Há algumas coisas na vida que são como chasing cars, uma correria sem sentido em busca de algo que não vale a pena, mas que te consome até às raias da loucura. É como me sinto agora, enlouquecida ao olhar pro chão e ver o resultado da obsessão que me consome há mais de três anos.

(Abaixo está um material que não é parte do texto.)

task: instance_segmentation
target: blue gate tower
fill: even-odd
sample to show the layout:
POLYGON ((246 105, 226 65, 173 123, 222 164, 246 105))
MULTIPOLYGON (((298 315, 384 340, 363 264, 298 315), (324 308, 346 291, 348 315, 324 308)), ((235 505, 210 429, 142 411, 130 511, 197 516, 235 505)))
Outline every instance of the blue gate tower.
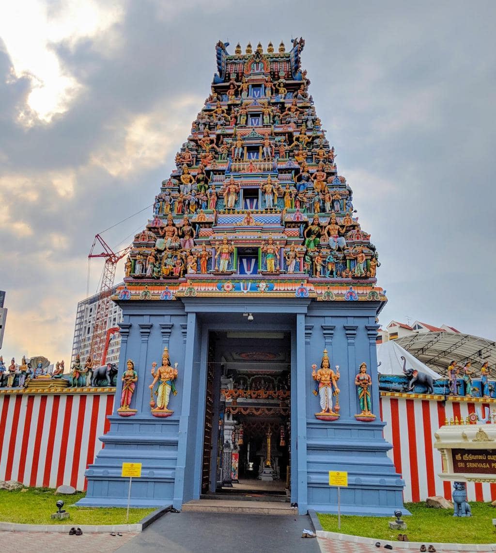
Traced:
POLYGON ((336 512, 328 473, 347 471, 341 512, 391 515, 403 481, 379 416, 387 300, 309 95, 304 41, 228 46, 113 298, 118 392, 80 504, 125 505, 126 461, 143 464, 135 507, 246 484, 336 512))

Desde que tudo que eu mais amava no mundo foi brutalmente retirado de mim.
- Por quê? - ele pergunta segurando a perna ensanguentada.

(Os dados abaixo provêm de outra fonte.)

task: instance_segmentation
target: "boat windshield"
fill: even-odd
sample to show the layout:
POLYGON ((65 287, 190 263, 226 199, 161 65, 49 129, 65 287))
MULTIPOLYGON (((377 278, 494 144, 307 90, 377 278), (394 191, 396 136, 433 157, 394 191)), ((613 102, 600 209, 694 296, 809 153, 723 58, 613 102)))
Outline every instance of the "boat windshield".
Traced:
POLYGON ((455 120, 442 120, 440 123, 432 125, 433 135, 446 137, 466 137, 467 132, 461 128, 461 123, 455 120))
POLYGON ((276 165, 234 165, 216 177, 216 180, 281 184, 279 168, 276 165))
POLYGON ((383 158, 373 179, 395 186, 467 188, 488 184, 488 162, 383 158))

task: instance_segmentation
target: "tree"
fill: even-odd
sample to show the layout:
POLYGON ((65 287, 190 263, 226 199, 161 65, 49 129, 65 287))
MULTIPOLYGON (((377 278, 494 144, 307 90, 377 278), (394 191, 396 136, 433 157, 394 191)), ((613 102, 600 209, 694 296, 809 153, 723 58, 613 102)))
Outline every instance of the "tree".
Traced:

Sorrio de um jeito amargo, porque ainda não é suficiente. Então me dou conta de que nada será capaz de anular o amargor na boca e a dor constante no peito que aperta até quase me sufocar.
Mas eu precisava fazer tudo ao meu alcance para destruir todos os que destruíram minha vida. Foram anos de extrema dor e não apenas no sentido figurado, porque eu senti em cada músculo e fibra do meu corpo a transformação que precisei realizar para tornar este momento possível.
Há três meses eu desembarquei neste lugar. Na verdade, fui literalmente cuspida pelo mar bravio, as águas expulsando uma navegadora que ousou enfrentar uma tempestade em seus domínios.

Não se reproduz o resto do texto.